Tempo de Leitura:2 Minuto, 21 Segundo


Diante da expectativa de que os cortes de juros finalmente começarão a acontecer nos Estados Unidos e com os índices acionários registrando forte crescimento, muitos gestores começaram a reavaliar suas posições no mercado de renda variável americano, que, nos últimos anos, viu o setor de tecnologia ganhar bastante força.

Para Marina Valentini, estrategista de mercados globais da J.P. Morgan Asset, esse cenário abre espaço para buscar oportunidades “embaixo da superfície do S&P 500”, considerando que muitas companhias do índice estão com seus valuations perto da média histórica.

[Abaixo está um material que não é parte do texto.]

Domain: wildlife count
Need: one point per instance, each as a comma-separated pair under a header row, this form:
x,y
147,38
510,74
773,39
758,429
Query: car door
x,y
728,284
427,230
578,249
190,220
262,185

Mas isso não significa necessariamente que as big techs devem perder relevância ou o interesse dos investidores.

“Muitos analistas começam a falar numa rotação para setores mais cíclicos, como indústria, energia, bancos”, disse ela na quarta-feira, 24 de julho, durante painel no evento Avenue Connection, que está sendo promovido pela corretora Avenue, em São Paulo. “A gente acha que isso vai acontecer, mas não necessariamente às custas do setor de tecnologia.”

Segundo Valentini, as chamadas Magníficas Sete – Alphabet, Amazon, Apple, Meta, Microsoft, Nvidia e Tesla – têm motivo para serem consideradas magníficas, ao representarem cerca de 33% do índice, 39% dos investimentos em pesquisa e desenvolvimento e 23% do fluxo de caixa. Além de apresentarem boas perspectivas em termos de resultados, mesmo que isso possa ir desacelerando ao longo dos trimestres, com frustrações de curto prazo.

“Essas empresas têm muito dinheiro para investir e apresentam lucros muito fortes”, afirmou. “O mercado espera crescimento de 30% dos lucros, o que é muito bom.”

Ela destacou que muito da alta recente no mercado acionário americano foi puxada pelo entusiasmo com o tema da inteligência artificial, como pode ser visto nas fortes valorizações registradas pelas ações da Nvidia – somente nesse ano, os papéis da companhia acumulam alta de 177,4%. Em sua avaliação, esse é um tema de longo prazo, que ainda deve continuar tendo peso sobre o S&P 500.

Mas com o cenário ficando mais propício para a renda variável e as ações de tecnologia com valuations elevados, a estrategista da J.P. Morgan Asset começa a ver margem para um aumento de posicionamento em outros segmentos, com a tese do value ganhando força.

Em meio a uma economia americana ainda resiliente, ainda que apresente alguns indícios de desaceleração, Valentini afirmou que setores tradicionais demonstram força, com as ações podendo ter boa evolução.

A estrategista da J.P. Morgan Asset destaca que as companhias apresentam boas perspectivas de resultados. Segundo ela, depois de resultados baixos em 2023, a expectativa dos analistas é de um aumento média de 11% dos lucros, enquanto os cálculos das gestoras apontam para uma alta de cerca de 9%.

“A foto corporativa americana é sólida”, disse Valentini. “E vemos os analistas aumentando as expectativas para os lucros das empresas.”